The Lions of Little Rock
by Kristin Levine, published 2012
“I think a friend is someone who helps you change for the better. And whether you see them once a day or once a year, if it’s a true friend, it doesn’t matter.”
This is one of the few children’s books that took me weeks to finish. Often, it portends a children’s book that I won’t recommend for the website. In this case, it’s the opposite. This is a compelling and important book for today’s world, and yet, it was painful to read, because I wished none of it were true. Yet not only are the historical incidents from 1958 factual, they also represent the contemporary battle for racial equality as well. One wants to read this children’s book as if it were history that has completed its cycle, with a happy ending. Alas, this is not so. The world is a very complicated place, indeed.
My real motive for offering this children’s book is that I believe our children must be able to viscerally experience the pain and hurt that comes from discrimination. Only then will children grow into adults who say, “enough.” What better way to educate children than through two very likable characters, middle-school girls, whose friendship gets torn apart because of racial injustice. I think we owe it to the world and the children to tell stories like this that get to the heart of the matter — discrimination and injustice cause pain to good human beings.
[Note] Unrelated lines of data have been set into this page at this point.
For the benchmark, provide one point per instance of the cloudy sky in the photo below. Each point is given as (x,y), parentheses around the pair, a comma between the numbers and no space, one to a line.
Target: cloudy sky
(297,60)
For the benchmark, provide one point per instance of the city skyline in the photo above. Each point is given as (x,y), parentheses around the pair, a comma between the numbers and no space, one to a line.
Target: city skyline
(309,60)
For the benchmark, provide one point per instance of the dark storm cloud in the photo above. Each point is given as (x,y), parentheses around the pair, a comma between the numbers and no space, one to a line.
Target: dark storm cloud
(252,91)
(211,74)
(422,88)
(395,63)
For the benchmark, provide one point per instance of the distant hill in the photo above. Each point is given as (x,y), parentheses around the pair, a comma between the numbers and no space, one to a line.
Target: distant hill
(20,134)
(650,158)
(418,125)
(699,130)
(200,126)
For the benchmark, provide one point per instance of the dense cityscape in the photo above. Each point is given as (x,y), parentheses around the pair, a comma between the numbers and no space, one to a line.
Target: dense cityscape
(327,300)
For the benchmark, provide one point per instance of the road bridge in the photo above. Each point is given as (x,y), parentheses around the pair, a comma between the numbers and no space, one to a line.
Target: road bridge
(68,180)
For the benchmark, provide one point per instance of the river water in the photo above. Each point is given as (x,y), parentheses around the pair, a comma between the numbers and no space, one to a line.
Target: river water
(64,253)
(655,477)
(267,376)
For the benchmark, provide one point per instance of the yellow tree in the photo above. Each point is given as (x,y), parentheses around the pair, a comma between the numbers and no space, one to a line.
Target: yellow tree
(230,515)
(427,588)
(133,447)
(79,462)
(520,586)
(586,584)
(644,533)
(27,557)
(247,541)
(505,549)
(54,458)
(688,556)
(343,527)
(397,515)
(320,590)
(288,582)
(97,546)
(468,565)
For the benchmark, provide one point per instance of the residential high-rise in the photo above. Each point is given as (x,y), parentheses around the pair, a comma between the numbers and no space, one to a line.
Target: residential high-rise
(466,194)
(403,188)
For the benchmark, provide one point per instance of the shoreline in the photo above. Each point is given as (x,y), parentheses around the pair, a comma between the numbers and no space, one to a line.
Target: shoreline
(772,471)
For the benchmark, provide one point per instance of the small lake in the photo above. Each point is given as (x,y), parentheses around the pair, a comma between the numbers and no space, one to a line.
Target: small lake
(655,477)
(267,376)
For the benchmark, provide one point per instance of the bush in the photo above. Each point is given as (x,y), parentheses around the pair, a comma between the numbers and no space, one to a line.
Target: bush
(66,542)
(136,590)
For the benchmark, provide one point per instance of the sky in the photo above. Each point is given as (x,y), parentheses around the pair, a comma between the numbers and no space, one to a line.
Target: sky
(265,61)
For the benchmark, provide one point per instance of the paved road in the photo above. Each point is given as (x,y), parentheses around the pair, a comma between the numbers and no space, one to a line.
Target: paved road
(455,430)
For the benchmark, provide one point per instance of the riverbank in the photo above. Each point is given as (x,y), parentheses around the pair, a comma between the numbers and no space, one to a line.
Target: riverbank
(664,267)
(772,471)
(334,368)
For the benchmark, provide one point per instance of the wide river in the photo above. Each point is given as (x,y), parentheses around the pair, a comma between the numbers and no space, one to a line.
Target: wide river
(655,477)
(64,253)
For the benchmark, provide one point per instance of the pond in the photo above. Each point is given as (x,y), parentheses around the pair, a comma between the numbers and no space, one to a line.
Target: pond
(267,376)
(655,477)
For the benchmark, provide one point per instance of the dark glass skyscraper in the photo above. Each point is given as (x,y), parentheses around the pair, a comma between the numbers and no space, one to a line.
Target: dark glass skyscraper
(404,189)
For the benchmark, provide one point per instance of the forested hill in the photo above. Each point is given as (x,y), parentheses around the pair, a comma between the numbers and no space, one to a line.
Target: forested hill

This children’s book could be used in a classroom, or as a family conversation. It is beautifully and realistically written. It is not easy, because we are confronted with the least pleasant side of humanity. But it is heroic, as we watch a 12-year-old girl come out of her cocoon of silence, finds her voice, and speaks up for friendship and against ugliness, bringing others along with her in the process.
I hope parents and children can read this together, offer comfort for the pain, and create their own plan to continue to work for change in the future. Good book for 11 to 14.